How to split the dataset into mutiple folds while keeping the ratio of an attribute fixed

126 views Asked by At

Let's say that I have a dataset with multiple input features and one single output. For the sake of simplicity, let's say the output is binary. Either zero or one.

I want to split this dataset into k parts and use a k-fold cross-validation model to learn the mapping from the input features to the output one. If the dataset is imbalanced, the ratio between the number of records with output 0 and 1 is not going to be one. To make it concrete, let's say that 90% of the records are 0 and only 10% are 1.

I think it's important that within each part of k-folds we should see the same ratio of 0s and 1s in order for successful training (the same 9 to 1 ratio). I know how to do this in Pandas but my question is how to do it in TFX.

Reading the TFX documentation, I know that I can split a dataset by specifying an output_config to the class loading the examples:

output = tfx.proto.Output(
             split_config=tfx.proto.SplitConfig(splits=[
                 tfx.proto.SplitConfig.Split(name='fold_1', hash_buckets=1),
                 tfx.proto.SplitConfig.Split(name='fold_2', hash_buckets=1),
                 tfx.proto.SplitConfig.Split(name='fold_3', hash_buckets=1),
                 tfx.proto.SplitConfig.Split(name='fold_4', hash_buckets=1),
                 tfx.proto.SplitConfig.Split(name='fold_5', hash_buckets=1)
             ]))
example_gen = CsvExampleGen(input_base=input_dir, output_config=output)

But then, the aforementioned ratio of the examples in each fold will be random at best.
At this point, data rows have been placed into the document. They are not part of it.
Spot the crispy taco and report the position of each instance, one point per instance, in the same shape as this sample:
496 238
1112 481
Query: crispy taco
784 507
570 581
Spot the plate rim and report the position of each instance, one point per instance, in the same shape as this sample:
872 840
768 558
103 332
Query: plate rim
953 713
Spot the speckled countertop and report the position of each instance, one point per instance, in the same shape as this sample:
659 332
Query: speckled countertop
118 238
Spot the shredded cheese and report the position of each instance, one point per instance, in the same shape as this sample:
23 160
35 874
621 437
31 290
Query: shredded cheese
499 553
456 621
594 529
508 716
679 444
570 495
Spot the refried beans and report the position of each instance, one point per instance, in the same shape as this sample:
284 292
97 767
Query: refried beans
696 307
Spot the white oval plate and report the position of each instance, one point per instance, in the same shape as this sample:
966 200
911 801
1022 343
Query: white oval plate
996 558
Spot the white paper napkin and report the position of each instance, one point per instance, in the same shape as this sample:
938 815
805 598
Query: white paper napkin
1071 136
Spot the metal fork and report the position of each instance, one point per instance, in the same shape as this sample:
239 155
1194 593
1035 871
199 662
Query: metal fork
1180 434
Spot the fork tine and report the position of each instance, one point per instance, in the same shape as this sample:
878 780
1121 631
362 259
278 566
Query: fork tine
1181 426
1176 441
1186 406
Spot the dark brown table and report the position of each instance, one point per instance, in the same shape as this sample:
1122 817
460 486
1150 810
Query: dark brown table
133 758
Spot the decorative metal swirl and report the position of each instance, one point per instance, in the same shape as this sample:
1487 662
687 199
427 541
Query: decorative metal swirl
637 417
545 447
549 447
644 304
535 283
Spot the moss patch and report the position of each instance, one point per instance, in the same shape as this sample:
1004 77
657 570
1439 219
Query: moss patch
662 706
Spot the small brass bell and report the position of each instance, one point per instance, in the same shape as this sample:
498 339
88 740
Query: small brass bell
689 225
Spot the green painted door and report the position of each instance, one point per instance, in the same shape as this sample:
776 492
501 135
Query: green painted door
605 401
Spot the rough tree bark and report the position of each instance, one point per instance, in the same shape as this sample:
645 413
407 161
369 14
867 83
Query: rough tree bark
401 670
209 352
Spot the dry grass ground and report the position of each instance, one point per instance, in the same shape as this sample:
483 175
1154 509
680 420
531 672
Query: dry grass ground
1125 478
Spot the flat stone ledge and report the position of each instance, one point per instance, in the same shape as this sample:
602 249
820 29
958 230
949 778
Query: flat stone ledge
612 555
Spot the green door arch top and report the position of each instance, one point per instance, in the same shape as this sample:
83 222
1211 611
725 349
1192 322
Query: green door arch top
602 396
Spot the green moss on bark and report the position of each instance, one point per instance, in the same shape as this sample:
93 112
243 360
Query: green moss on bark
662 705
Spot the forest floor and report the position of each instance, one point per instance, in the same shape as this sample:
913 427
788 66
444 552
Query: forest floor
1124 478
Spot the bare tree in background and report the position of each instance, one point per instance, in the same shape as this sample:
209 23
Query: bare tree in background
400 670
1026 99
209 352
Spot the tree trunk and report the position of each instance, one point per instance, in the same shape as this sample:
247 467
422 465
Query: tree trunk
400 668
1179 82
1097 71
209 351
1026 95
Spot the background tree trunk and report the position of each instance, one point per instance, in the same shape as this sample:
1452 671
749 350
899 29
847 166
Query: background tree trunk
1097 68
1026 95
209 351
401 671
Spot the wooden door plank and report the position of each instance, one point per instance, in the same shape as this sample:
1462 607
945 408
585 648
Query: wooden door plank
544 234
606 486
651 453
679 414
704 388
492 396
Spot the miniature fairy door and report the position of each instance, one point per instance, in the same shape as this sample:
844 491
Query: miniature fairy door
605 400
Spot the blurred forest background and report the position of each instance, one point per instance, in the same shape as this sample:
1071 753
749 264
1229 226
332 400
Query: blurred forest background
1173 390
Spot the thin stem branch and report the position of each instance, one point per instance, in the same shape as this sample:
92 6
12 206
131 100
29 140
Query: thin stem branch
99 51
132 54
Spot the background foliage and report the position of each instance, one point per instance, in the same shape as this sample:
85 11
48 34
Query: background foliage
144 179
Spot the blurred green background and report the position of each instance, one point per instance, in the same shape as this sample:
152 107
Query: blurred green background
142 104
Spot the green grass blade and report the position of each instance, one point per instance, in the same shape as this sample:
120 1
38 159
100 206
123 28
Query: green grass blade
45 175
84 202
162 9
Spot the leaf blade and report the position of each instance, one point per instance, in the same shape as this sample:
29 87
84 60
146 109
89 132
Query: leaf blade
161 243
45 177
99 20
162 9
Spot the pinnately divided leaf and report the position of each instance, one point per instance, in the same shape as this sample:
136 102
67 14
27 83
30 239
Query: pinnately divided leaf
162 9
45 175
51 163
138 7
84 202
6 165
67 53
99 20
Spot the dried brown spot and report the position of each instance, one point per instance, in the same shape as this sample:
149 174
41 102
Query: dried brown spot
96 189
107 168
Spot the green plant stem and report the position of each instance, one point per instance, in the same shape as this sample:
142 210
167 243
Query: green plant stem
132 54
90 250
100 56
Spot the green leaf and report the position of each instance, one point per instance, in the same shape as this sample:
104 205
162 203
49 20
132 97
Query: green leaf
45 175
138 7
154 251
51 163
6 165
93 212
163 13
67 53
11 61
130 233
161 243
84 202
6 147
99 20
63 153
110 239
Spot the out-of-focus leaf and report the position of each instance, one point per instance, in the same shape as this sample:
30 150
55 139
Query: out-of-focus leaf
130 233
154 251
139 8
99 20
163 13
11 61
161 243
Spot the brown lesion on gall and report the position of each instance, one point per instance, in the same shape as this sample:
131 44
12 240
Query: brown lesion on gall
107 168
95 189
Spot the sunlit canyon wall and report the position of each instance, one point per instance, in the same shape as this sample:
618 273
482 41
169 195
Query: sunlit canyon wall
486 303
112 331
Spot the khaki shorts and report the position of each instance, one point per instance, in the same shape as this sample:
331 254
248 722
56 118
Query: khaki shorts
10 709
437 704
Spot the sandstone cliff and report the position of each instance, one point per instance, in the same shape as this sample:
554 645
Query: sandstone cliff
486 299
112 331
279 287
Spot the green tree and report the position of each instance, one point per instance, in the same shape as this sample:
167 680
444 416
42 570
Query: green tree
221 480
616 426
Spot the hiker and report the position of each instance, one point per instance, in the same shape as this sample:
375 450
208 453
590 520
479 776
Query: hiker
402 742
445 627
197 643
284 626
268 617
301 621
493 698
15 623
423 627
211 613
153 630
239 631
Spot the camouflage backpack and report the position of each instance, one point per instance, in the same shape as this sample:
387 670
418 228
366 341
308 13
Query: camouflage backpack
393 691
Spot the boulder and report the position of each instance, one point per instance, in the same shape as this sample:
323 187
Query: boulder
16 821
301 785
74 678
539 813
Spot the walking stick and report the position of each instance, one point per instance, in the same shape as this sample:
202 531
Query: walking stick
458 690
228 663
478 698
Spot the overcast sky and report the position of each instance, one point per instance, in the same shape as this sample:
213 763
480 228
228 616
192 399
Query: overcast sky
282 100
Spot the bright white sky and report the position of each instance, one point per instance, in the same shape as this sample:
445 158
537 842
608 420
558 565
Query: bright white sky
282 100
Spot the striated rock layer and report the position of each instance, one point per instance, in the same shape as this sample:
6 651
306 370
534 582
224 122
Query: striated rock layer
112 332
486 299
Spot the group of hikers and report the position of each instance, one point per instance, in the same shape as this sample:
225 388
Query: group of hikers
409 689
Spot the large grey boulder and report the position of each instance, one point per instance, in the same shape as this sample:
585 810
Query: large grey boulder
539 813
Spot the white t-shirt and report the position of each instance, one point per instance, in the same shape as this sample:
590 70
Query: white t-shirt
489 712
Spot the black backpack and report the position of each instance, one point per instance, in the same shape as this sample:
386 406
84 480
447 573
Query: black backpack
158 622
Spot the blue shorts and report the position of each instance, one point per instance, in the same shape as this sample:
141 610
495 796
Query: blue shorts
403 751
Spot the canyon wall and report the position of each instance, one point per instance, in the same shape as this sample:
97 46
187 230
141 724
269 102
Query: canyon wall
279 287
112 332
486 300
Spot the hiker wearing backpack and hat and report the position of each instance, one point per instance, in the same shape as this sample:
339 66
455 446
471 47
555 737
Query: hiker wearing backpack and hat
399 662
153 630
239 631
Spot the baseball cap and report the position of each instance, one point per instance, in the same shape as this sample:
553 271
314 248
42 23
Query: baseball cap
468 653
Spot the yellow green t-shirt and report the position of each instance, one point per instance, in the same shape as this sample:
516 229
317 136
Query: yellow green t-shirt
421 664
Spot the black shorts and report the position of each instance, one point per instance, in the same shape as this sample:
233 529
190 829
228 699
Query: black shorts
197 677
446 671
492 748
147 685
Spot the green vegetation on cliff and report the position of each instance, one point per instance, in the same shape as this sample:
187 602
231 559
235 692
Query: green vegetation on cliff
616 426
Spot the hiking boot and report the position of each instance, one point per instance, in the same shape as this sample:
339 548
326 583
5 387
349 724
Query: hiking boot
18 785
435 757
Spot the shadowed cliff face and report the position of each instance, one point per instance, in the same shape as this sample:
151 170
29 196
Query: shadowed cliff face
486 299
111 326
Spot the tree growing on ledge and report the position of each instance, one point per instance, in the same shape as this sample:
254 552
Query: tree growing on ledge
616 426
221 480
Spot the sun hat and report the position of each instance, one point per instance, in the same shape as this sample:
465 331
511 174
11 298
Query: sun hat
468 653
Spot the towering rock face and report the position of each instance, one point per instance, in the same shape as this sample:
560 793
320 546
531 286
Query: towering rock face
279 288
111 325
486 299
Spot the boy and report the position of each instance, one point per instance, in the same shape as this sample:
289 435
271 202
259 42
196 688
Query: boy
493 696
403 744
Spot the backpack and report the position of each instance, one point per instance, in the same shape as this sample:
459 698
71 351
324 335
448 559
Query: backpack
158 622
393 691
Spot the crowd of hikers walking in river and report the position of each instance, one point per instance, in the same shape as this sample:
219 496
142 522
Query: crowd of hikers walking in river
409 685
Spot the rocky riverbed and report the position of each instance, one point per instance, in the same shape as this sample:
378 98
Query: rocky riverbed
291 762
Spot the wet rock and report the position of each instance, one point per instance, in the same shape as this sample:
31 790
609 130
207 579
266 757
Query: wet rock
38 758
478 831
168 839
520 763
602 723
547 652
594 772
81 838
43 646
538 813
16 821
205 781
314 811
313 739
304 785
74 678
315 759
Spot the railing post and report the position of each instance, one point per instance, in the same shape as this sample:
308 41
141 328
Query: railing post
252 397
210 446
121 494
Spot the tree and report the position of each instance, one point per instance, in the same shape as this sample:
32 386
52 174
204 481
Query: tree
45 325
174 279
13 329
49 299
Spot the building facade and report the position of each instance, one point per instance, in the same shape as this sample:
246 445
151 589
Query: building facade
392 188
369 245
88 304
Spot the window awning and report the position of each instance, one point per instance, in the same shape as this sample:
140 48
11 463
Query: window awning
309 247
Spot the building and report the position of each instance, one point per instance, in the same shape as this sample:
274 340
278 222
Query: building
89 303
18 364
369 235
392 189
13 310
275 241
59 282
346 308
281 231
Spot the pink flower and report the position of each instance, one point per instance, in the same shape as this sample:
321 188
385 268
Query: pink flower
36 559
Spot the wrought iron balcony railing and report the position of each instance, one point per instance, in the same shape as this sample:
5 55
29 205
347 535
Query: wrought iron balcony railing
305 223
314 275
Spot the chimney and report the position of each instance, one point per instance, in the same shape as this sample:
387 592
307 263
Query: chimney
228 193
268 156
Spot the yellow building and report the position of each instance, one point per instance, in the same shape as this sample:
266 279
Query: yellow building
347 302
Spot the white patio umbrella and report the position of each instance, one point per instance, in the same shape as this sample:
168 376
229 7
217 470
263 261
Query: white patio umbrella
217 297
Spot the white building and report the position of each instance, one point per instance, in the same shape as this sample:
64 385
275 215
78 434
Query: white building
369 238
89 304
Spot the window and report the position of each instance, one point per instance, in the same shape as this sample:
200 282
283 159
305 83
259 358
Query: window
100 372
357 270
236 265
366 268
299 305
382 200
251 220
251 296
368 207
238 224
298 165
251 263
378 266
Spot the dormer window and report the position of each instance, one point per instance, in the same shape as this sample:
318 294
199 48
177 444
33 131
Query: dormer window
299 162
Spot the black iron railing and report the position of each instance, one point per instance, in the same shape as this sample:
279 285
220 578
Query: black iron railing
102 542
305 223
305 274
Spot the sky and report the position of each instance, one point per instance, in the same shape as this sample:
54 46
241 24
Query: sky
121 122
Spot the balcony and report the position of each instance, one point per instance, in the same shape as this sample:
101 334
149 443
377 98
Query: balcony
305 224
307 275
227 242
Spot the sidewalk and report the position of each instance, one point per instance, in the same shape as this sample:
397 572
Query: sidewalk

My question is: Is there any way I can specify what goes into each split? Can I somehow enforce the ratio of a feature?

BTW, I have seen and experimented with the partition_feature_name argument of the SplitConfig class. It's not useful here unless there's a feature with the ID of the fold for each example which I think is not practical since I might want to change the number of folds as part of the experiment without changing the dataset.

1

There are 1 answers

0
Mehran On

I'm going to answer my own question but only as a workaround. I'll be happy to see someone develop a real solution to this question.

What I could come up with at this point was to split the dataset into a number of tfrecord files. I've chosen a "composite" number of files so I can split them into (almost) any number I want. For this, I've settled down on 60 since it can be divided by 2, 3, 4, 5, 6, 10, and 12 (I don't think anyone would want KFold with k higher than 12). Then at the time of loading them, I have to somehow select which files will go into each split. There are two things to consider here.

First, the ImportExampleGen class from TFX supports glob file patterns. This means we can have multiple files loaded for each split:

input = tfx.proto.Input(splits=[
    tfx.proto.Input.Split(name="fold_1", pattern="fold_1*"),
    tfx.proto.Input.Split(name="fold_2", pattern="fold_2*")
])
example_gen = tfx.components.ImportExampleGen(input_base=_dataset_folder,
                                              input_config=input)

Next, we need some ingenuity to enable splitting the files into any number we like at the time of loading them. And this is my approach to it:

fold_3.0_4.0_5.0_6.0_10.0/part-###.tfrecords.gz
fold_3.0_4.0_5.1_6.0_10.6/part-###.tfrecords.gz
fold_3.0_4.0_5.2_6.0_10.2/part-###.tfrecords.gz
fold_3.0_4.0_5.3_6.0_10.8/part-###.tfrecords.gz
...

The file pattern is like this. Between each two _ I include the divisor, a ., and then the remainder. And I'll have as many of these as I want to have the "split possibility" later, at the time of loading the dataset.

In the example above, I'll have the option to load them into 3, 4, 5, 6, and 10 folds. The first file will be loaded as part of the 0th split if I want to split the dataset into any number of folds while the second file will be in the 1st split of 5-fold and 6th split of 10-fold.

And this is how I'll load them:

NUM_FOLDS = 5

input = tfx.proto.Input(splits=[
    tfx.proto.Input.Split(name=f'fold_{index + 1}',
                          pattern=f"fold_*{str(NUM_FOLDS)+'.'+str(index)}*/*")
    for index in range(NUM_FOLDS)
])
example_gen = tfx.components.ImportExampleGen(input_base=_dataset_folder,
                                              input_config=input)

I could change the NUM_FOLDS to any of the options 3, 4, 5, 6, or 10 and the loaded dataset will consist of pre-curated k-fold splits. It is worth mentioning that I have made sure of the ratio of the samples within each file at the time of creating them. So any combination of them will also have the same ratio.

Again, this is only a trick in the absence of an actual solution. The main drawback of this approach is the fact that you have to split the dataset manually yourself. I've done so, in this case, using pandas. That meant that I had to load the whole dataset into memory. Which might not be possible for all the datasets.